Dean Wesley Smith has a great article up on one of the traps a bunch of writers fall into: believing that, once they’d made a couple of sales, they know everything they need to know to keep selling.
Uh . . . no.
For me to keep my medical licenses current, I have to rack up a bunch of CMEs–continuing medical education–credits a year. They’re required; the state wants you to keep learning–and honestly, you really do WANT your doctor to keep learning the latest, right? Speaking from experience . . . sure, some of the stuff at these conferences is stuff I know, but I always pick up a gem or two. (And, for me, it’s double your pleasure, double your fun. At the last forensics conference I attended, I heard a fabulous series of lectures and then took the ideas and turned them into a short story, “Where the Bodies Are,” that will be appearing in Crimewave #11.)

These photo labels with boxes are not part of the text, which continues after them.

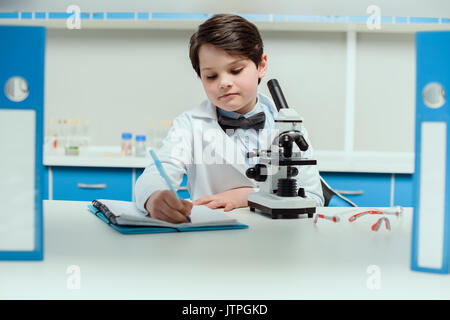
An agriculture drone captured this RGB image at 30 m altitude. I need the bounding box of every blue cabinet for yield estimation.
[321,172,392,207]
[52,167,133,201]
[321,172,413,207]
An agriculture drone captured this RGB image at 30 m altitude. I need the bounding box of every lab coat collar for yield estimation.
[191,92,278,121]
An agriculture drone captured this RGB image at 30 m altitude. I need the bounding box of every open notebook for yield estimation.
[89,199,248,234]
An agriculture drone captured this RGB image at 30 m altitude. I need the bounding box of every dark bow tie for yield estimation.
[218,112,266,131]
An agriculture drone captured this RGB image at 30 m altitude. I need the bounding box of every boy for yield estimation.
[135,14,323,223]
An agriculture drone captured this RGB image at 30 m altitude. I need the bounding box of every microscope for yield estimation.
[246,79,317,219]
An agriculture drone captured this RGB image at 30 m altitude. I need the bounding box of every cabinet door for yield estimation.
[0,26,45,260]
[53,167,133,201]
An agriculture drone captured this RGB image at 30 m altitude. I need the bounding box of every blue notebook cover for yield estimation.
[411,32,450,274]
[88,204,248,234]
[0,26,46,260]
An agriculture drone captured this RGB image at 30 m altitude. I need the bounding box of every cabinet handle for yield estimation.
[77,183,106,189]
[335,190,364,195]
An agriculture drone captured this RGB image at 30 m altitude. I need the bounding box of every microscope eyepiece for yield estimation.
[267,79,289,111]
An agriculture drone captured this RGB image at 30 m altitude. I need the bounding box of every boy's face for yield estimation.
[198,44,267,114]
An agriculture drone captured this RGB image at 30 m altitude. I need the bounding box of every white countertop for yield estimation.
[0,201,450,300]
[44,146,414,174]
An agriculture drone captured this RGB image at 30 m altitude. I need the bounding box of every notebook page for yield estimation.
[97,199,237,228]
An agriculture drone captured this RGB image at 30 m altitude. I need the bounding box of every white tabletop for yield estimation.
[0,201,450,299]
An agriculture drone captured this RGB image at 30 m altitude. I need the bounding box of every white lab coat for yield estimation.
[135,94,324,210]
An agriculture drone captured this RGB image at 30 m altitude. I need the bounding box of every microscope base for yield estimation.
[248,201,316,219]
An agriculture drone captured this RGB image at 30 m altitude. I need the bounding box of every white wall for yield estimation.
[0,0,450,17]
[45,29,415,152]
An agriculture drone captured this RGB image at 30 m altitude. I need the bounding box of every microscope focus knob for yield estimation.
[245,164,267,182]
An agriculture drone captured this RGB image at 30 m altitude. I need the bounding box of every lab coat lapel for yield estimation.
[192,100,247,176]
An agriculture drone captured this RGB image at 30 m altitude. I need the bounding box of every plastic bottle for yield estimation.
[135,135,147,157]
[122,132,133,156]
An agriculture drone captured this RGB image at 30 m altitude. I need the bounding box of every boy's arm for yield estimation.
[135,114,193,211]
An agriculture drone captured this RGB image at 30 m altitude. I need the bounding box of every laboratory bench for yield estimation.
[44,147,413,207]
[0,201,450,300]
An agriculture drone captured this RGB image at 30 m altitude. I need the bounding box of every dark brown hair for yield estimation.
[189,14,263,84]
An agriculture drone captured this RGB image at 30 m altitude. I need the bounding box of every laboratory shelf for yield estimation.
[0,12,450,33]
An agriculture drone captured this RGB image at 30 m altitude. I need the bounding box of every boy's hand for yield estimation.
[145,190,193,223]
[193,187,255,211]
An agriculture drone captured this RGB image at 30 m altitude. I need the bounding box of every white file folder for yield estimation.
[411,32,450,273]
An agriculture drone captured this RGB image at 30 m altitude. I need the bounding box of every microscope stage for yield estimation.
[248,192,316,219]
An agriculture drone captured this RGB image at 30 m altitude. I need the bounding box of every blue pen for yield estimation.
[150,149,191,222]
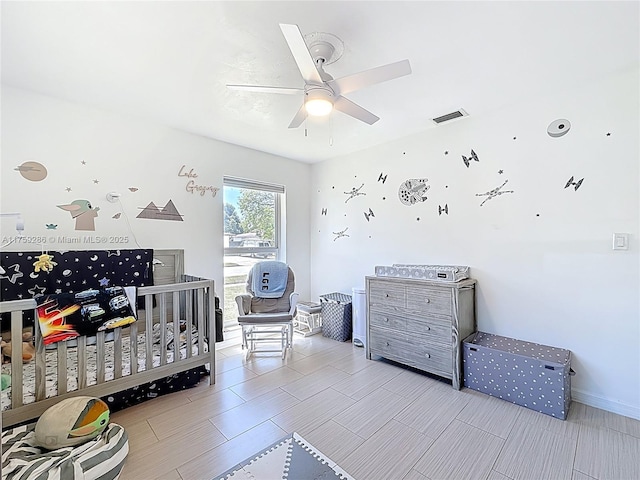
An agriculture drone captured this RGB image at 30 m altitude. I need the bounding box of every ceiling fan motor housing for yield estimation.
[304,85,334,116]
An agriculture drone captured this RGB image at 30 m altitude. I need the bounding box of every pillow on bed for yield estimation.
[35,396,109,450]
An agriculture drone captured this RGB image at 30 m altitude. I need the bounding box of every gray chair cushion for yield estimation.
[247,267,296,314]
[238,312,293,324]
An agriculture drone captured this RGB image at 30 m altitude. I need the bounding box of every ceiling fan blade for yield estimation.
[289,104,307,128]
[227,85,304,95]
[280,23,323,85]
[333,97,380,125]
[327,60,411,95]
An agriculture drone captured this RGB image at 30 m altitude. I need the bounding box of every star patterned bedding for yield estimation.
[1,322,208,410]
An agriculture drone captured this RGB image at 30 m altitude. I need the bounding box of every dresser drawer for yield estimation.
[406,286,453,315]
[369,311,407,332]
[369,327,452,378]
[369,282,406,307]
[404,334,453,378]
[369,327,407,360]
[405,316,452,343]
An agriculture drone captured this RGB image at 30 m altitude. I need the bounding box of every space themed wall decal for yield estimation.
[398,178,431,205]
[476,180,513,206]
[462,150,480,168]
[344,183,366,203]
[136,200,183,222]
[14,162,47,182]
[547,118,571,138]
[364,209,375,222]
[564,175,584,192]
[57,200,100,231]
[331,227,349,242]
[33,253,58,273]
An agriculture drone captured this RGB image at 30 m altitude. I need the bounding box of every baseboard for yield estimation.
[571,388,640,420]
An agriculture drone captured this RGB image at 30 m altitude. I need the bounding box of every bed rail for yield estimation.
[0,277,216,428]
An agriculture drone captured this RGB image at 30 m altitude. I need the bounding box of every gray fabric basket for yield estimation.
[320,292,353,342]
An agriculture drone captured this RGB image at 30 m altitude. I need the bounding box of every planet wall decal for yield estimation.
[14,161,47,182]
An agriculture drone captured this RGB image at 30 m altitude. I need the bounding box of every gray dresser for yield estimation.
[365,277,476,390]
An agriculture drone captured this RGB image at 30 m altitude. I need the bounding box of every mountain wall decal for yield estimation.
[136,200,183,222]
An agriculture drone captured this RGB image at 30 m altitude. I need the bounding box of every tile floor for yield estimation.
[112,335,640,480]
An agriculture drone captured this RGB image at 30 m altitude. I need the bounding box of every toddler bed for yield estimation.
[0,276,215,427]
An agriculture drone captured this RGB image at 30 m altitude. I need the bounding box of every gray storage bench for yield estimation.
[463,332,573,420]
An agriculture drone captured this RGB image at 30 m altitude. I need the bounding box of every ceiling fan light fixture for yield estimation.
[304,89,333,117]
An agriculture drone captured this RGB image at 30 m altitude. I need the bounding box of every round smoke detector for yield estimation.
[304,32,344,65]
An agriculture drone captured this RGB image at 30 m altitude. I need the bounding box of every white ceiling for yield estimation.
[1,1,640,162]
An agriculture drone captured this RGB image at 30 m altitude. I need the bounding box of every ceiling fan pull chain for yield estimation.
[329,112,333,147]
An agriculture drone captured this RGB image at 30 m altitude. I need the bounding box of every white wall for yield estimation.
[0,86,311,296]
[311,70,640,418]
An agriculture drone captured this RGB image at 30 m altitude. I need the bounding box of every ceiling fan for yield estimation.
[227,23,411,128]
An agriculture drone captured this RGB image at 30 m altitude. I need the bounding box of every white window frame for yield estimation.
[222,176,285,260]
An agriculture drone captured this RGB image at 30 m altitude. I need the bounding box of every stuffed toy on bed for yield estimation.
[2,397,129,480]
[35,396,109,450]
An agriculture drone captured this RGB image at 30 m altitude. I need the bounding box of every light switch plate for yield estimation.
[613,233,629,250]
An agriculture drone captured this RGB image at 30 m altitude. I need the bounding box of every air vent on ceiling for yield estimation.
[432,109,469,123]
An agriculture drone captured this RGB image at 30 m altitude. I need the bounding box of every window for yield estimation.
[223,177,284,330]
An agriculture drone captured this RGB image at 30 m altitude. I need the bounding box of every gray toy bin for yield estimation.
[462,332,574,420]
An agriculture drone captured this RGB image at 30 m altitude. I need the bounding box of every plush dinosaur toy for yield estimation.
[0,333,36,363]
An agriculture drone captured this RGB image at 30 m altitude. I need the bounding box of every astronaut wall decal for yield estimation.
[57,200,100,231]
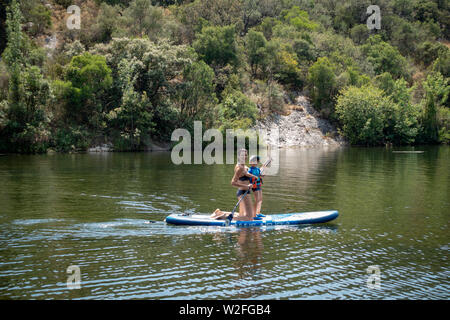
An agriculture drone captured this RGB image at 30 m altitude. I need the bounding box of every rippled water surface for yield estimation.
[0,147,450,299]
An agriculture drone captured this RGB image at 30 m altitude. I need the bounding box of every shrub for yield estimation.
[336,86,388,145]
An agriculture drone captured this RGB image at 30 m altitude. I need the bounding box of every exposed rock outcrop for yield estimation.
[257,95,346,148]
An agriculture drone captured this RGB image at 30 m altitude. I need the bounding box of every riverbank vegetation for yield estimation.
[0,0,450,153]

It’s the same thing with writing, but continuing your education as a writer is also knowing what it is that you don’t know. Sometimes, you won’t figure that out until you go and listen to a bunch of writers and hear something that blows you away. Sometimes you need to rely on other, more established writers who will tell you, “This, you need. This, you don’t.” Those people, you can only trust if you feel they know you well. That actually happened to me with Dean and Kris, who know my writing and me pretty darned well–way better than I know myself sometimes. Most times . . . I was trying to figure a way to get to one of their workshops and Kris, ever so gently, kept peppering me with questions: What do you think you and I can do together? What is it you want to learn? In that instance, Kris was trying to help me see that THIS workshop would not help me; that I needed to use the tools I already had and just go write–and then write some more, and she was right 😉
How you learn depends, in part, on what your style is, how well you know yourself and how much anxiety you can tolerate. See, learning depends on your willingness to take chances. Doing that makes a lot of people uneasy and anxious; it’s much easier to wash, rinse, repeat. But Dean gave me a great piece of advice once: do something new with every book, every story.
For example, with one of my books, I really wanted to try doing it as a murder mystery (the fact that this was in a well-established gaming universe made it all the more challenging). I told Dean and his response was, “What fun.” Well, it wasn’t FUN at first, but it was certainly challenging and then I DID have fun because it was completely unlike any book I’d done before.
I just finished a book a couple days ago that may or may not see the light of day, but I worked at making it different than what I’d done before. I took an earlier idea that worked only . . . okay. Not great. I let it rest and now, looking at it with a year’s worth of writing other things, I could see what was wrong with it. So I didn’t “fix it.” I completely retooled it; rewrote it from a different POV, different format, different emphasis. I’m biased, but I think the final product is much better and tells a story that really resonates with me versus trying to do a story that’s primarily plot-driven. (Or I could be completely wrong, and it’s a total flop.) Oh, there are many machinations in the plot and redoing it the way I did opens up a whole other avenue in terms of the sequel (and yeah, there has to be one; it’s just too big a story to tell in one book); and it was a very, very difficult book to do. I think I ended up with more than six hundred pages that simply don’t work. But I learned something from tearing apart what I’d done and recognizing that I could not do what I had done before.
Drove me nuts. NUTS.
But I certainly learned something by the very simple maxim of forcing myself to do something I hadn’t done before.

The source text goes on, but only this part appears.